Brain derived cells from newborn rats (2 to 3 d) proliferate and aggregate into spherical-shaped clusters with sustained continuous and stable passaging. When BrdU was incorporated into the 5th generation of passaged cells, positive BrdU cells and nestin cells were observed by immunofluorescence staining. After induction of dissociation using 5% fetal bovine serum, positive NF200, NSE and GFAP cells were observed by immunofluorescence staining.

CONCLUSION

This is a simplified and efficient method for neonatal rat brain-derived neural stem cell culture and identification.

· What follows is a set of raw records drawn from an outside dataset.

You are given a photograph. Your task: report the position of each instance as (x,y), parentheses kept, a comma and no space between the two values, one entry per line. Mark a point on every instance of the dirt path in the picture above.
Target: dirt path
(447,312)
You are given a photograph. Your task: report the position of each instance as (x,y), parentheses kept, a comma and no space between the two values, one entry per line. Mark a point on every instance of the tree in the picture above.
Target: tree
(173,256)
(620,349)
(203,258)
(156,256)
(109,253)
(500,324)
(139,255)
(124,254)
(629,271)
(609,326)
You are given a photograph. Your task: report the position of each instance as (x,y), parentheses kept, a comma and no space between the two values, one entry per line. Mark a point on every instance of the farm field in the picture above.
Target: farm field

Keywords: Neonatal rats; Brain-derived neural stem cells; Culture; Identification

Core Tip: How to harvest sufficient neural stem cells (NSCs) is a basic requirement for the study and clinical application of NSCs. This study describes a simplified and efficient method for neonatal rat brain-derived NSC culture and identification comprehensively considering the influencing factors including timing of passaging, passage number, passaging approaches and methods for cell identification. It demonstrates that combination of TrypLTM Express and mechanical tapping and pipetting techniques makes a more efficient way of passaging. The optimal timing for NSC passage is on the fourth to fifth day of primary or passage NSC culture.